A pair of socks hanging in a tree on this bright, crisp, morning along the Wandle Trail en route to Colliers Wood reminded me of my rugby boots. On 25th June I mentioned my ingenious scrumping in Cottenham Park sometime in the 1950s. Remembering throwing sticks into conker trees when younger, I had decided to chuck my boots into an apple tree intending to knock off some fruit. Unfortunately it didn’t occur to me to untie the laces that bound them together. Soon they were suspended like the socks. More ingenuity was required to get them down. This involved the park keeper who was a bit put out. It made me late for the match. I couldn’t even invent a story which would present me in a better light. The news had been spread all round the changing rooms. Bill Edney, Geography master and rugby coach, was also a bit put out.
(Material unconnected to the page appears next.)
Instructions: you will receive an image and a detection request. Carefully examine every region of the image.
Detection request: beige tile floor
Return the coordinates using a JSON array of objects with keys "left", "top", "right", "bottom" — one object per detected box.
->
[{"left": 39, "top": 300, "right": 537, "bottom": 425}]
On another occasion, when playing for the Wimbledon College Old Boys, I lost a boot on the field. Rather than stop and put it on, choosing to wait for the next natural stoppage, I continued wearing one sole boot. I must be the only player ever to score a try with ‘one shoe off and one shoe on’. (My second name is John). I was probably lent wings to avoid anyone stamping on my stockinged foot.
A lace once came in very handy. When Alan Warren broke my finger (posted 23rd July), I obtained a spare, lace, not finger, from the referee and strapped the damaged digit to its neighbour in order to carry on playing.
It will now be apparent that nothing short of instant death would have got me off the field before the final whistle. When I damaged a shoulder which has given me constant pain for more than fifty years, I couldn’t raise my left arm, but I could rest it across the shoulders of my partner in the second row of the scrum. How daft can you get?
Sam knew. When I was about sixty and hadn’t taken the field for fifteen years, he played for a Newark side against a pub team. Reckoning I must be as fit as most members of the probably inebriated opposition, I sneaked my aged kit along when I went to watch. Just in case. Sam was not one to carry on regardless when injured, so I was puzzled at his continuing the game with a twisted ankle. Afterwards, I asked him why. ‘Because you would have come on’, he replied. And I didn’t think he knew I had come prepared.
During Sam’s stag weekend in the Margaret River area of South West Australia the young men arranged a game of touch rugby. In this form of the game there is no tackling. You just touch your opponent who must then release the ball. This was at the end of a day sampling the wineries. Naturally I joined in. After all, touch rugby is safe enough. Sam’s friend, Deutch, 6′ 5” and about 18 stone, forgot the rules and tackled me hard. Once I got to my feet I took the first opportunity to retaliate. I couldn’t get my arms around his hips. It was then that Mick O’Neil, about to become Sam’s father-in-law, sensibly called a halt to the proceedings, because, he said ‘someone will get hurt’. I think he meant me.
As usual, this morning, I continued my journey to Norman’s by tube. On the Jubilee line between Green Park and Baker Street, a young woman with extremely shapely limbs revealed by the briefest of running shorts; a ring through one nostril; a diamond stud in the other; and acne on her face cheeks spent her time oiling a lion’s head tattoo which was all that covered her right thigh. Perhaps she was applying hair care to the animal’s plentiful mane. Since she was seated directly opposite me, I was somewhat distracted from my book.
Despite having a bad cold, Norman was able to serve up a succulent roast partridge meal followed by apfel strudel. Sadly he was unable to drink all of his half of the 2009 Dao, so I had to imbibe more than mine.